School of Computer Science Distinguished Lecture
Title:“Next-generation Algorithms for Network Data”
Who: Jure Leskovec, Associate Professor
Department of Computer Science
When:January 20, 2017 @ 2:00 PM
Where:Tech Square Research Building Auditorium
Networks are a fundamental tool for understanding and modeling complex systems in physics, biology, neuro, and social sciences. Current network algorithms are almost exclusively focusing on first-order, or edge-based, structures in networks. However, what is missing from the picture are methods for analyzing higher-order organization of complex networks. We present a generalized framework for a network clustering and classification based on higher-order network connectivity patterns. This framework allows for identifying higher-order clusters in networks as well as for learning features of nodes in a network. Our framework scales to networks with billions of edges and provides mathematical guarantees on the optimality of obtained results. We apply our framework to networks from a variety of scientific domains with scales ranging from a few hundred to over one billion links.
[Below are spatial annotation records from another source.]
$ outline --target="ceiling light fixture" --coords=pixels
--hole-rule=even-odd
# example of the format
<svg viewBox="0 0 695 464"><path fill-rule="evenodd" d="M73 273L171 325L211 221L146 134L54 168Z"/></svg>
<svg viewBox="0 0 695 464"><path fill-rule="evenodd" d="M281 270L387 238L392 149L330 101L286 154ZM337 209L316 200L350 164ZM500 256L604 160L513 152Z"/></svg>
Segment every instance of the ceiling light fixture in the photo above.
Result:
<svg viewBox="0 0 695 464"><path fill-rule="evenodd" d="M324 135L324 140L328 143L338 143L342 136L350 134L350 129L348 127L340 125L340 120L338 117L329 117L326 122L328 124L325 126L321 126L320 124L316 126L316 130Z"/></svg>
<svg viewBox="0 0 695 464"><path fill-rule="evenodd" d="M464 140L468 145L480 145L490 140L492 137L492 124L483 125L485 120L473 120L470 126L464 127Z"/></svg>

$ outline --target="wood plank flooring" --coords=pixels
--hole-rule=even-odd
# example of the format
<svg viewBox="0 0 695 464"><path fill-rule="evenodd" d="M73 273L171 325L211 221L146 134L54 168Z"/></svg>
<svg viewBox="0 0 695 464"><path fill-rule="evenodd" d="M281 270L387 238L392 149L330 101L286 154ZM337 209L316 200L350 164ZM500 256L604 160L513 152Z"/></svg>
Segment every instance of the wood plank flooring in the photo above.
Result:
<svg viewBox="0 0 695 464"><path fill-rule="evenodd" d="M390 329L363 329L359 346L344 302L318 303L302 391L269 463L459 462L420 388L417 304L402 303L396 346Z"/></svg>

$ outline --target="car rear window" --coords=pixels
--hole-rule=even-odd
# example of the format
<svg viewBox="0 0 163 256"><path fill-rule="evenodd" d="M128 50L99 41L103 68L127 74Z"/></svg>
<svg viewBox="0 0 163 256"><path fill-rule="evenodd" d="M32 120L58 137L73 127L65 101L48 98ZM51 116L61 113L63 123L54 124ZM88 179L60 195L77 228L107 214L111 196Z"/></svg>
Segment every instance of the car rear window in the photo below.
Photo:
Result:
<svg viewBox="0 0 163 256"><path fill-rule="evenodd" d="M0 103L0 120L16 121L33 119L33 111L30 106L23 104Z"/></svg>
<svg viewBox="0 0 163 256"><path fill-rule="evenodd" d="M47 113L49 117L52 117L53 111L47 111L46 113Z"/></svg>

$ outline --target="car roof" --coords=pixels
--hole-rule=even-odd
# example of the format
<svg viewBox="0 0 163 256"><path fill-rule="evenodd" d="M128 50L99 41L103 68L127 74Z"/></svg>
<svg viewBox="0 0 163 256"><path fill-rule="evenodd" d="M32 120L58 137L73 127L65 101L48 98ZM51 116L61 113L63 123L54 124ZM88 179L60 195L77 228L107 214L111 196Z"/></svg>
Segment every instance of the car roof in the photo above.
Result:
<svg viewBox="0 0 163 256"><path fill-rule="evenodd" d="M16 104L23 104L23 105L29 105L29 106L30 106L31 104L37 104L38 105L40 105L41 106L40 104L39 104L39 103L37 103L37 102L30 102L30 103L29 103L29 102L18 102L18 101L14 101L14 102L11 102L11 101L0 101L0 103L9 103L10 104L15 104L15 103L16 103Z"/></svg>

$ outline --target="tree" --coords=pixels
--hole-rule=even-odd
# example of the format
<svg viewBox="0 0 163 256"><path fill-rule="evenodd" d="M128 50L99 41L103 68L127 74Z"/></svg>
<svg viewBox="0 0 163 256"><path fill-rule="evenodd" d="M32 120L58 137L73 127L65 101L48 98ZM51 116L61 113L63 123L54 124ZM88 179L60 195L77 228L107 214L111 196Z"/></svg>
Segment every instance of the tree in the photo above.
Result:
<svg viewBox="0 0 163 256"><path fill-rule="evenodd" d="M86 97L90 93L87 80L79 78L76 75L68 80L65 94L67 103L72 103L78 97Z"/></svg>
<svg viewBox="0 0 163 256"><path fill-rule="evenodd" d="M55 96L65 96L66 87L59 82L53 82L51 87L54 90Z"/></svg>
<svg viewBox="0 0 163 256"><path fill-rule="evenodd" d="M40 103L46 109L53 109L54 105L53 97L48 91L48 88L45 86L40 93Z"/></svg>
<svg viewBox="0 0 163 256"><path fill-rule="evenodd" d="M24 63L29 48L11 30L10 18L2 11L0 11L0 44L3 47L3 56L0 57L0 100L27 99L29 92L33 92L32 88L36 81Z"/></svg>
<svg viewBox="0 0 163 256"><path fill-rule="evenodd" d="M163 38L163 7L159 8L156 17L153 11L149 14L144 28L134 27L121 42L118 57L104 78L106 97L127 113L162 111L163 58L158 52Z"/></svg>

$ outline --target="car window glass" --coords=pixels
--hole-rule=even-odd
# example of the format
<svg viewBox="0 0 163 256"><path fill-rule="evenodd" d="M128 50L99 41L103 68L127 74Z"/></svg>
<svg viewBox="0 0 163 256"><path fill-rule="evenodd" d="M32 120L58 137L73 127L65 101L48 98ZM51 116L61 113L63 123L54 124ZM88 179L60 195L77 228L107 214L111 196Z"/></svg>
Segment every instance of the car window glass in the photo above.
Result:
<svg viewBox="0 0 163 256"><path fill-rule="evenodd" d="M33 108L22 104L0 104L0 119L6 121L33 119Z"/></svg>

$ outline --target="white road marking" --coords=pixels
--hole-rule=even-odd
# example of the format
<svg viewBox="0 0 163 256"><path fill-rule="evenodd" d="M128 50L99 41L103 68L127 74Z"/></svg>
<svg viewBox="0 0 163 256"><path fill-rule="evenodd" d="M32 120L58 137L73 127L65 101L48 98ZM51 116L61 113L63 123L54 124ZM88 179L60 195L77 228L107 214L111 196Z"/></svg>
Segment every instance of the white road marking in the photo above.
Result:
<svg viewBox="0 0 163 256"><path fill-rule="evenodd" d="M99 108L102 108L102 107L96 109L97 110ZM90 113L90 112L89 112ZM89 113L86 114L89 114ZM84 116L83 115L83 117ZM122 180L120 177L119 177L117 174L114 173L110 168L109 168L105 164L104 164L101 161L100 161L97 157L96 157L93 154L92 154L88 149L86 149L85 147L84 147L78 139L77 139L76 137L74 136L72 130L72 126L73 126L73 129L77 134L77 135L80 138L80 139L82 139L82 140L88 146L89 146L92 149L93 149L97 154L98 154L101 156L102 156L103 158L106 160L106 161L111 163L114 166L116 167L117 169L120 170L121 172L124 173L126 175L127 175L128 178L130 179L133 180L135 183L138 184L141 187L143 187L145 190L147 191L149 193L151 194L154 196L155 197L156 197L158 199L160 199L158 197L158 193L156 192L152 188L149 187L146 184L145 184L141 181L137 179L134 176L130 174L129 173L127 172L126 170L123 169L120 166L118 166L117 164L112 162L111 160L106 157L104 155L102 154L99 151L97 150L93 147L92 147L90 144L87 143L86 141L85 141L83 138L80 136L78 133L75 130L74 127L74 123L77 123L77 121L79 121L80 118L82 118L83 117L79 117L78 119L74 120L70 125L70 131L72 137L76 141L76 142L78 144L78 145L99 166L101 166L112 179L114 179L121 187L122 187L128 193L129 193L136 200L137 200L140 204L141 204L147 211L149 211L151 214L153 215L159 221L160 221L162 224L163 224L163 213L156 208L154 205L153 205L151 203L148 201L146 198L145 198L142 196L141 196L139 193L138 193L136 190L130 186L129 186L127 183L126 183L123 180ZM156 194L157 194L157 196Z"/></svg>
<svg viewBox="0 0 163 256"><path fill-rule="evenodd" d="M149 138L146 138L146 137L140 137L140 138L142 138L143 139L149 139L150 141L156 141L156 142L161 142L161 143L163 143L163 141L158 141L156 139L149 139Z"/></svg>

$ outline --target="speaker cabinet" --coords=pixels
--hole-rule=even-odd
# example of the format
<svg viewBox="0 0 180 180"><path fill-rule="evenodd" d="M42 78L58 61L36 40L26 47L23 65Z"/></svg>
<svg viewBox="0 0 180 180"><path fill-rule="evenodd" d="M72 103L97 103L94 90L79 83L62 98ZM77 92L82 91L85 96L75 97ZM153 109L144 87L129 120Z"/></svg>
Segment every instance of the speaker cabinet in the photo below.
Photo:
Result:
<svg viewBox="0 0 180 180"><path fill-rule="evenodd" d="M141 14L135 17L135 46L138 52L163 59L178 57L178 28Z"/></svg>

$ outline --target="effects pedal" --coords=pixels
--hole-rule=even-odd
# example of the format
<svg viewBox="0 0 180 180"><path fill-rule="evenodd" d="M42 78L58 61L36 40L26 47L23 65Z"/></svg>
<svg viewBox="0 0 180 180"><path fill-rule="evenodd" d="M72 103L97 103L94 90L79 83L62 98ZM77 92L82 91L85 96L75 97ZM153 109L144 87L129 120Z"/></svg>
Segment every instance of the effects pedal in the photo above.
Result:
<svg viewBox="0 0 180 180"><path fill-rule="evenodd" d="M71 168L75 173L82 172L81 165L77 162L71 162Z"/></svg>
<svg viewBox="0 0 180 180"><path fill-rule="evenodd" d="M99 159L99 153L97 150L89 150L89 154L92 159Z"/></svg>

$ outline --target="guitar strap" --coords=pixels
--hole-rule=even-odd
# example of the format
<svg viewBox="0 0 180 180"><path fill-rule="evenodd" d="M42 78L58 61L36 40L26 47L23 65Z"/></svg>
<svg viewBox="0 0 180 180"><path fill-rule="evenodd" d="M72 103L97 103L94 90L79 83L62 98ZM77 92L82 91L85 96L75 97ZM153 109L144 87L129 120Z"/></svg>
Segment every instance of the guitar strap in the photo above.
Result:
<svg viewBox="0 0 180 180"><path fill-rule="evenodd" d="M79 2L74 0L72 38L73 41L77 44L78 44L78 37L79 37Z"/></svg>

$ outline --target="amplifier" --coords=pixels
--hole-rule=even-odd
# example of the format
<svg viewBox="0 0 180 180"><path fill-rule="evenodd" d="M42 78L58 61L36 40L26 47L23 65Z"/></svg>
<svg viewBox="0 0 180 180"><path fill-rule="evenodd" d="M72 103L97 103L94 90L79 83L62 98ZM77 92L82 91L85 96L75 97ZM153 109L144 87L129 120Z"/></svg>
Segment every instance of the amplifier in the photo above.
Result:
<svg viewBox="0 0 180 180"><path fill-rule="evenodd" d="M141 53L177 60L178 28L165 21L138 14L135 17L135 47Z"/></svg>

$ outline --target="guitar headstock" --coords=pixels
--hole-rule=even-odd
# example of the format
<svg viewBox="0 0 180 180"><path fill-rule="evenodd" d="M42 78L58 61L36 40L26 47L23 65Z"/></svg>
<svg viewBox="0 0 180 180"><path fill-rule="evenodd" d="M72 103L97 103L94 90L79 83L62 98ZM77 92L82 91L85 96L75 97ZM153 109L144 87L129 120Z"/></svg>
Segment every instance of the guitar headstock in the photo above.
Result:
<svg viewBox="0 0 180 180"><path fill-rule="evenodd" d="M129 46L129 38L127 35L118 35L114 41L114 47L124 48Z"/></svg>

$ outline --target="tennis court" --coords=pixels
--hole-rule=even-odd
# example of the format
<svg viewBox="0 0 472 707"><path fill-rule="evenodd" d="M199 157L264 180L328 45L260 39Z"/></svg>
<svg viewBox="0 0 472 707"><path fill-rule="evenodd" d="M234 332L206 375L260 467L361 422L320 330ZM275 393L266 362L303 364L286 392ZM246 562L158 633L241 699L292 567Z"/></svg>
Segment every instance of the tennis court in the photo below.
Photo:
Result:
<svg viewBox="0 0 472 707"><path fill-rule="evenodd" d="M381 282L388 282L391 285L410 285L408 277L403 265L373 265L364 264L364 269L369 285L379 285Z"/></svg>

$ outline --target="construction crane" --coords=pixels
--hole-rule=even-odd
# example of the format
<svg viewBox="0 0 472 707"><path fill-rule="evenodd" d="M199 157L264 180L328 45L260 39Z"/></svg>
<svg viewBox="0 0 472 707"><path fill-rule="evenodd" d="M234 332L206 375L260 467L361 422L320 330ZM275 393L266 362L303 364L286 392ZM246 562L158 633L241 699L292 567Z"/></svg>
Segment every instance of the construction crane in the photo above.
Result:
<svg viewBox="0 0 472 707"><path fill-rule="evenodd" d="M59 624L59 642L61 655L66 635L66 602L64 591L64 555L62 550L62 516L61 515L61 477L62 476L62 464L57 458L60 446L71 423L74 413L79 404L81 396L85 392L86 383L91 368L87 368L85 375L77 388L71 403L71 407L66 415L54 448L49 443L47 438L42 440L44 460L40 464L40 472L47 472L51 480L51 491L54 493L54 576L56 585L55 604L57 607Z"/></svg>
Jure Leskovec is an associate professor of Computer Science at Stanford University and chief scientist at Pinterest. Computation over massive data is at the heart of his research and has applications in computer science, social sciences, economics, marketing, and healthcare. This research has won several awards including a Lagrange Prize, Microsoft Research Faculty Fellowship, the Alfred P. Sloan Fellowship, and numerous best paper awards. Leskovec received his bachelor’s degree in computer science from the University of Ljubljana, Slovenia, and his PhD in in machine learning from the Carnegie Mellon University. He conducted his postdoctoral training at Cornell University.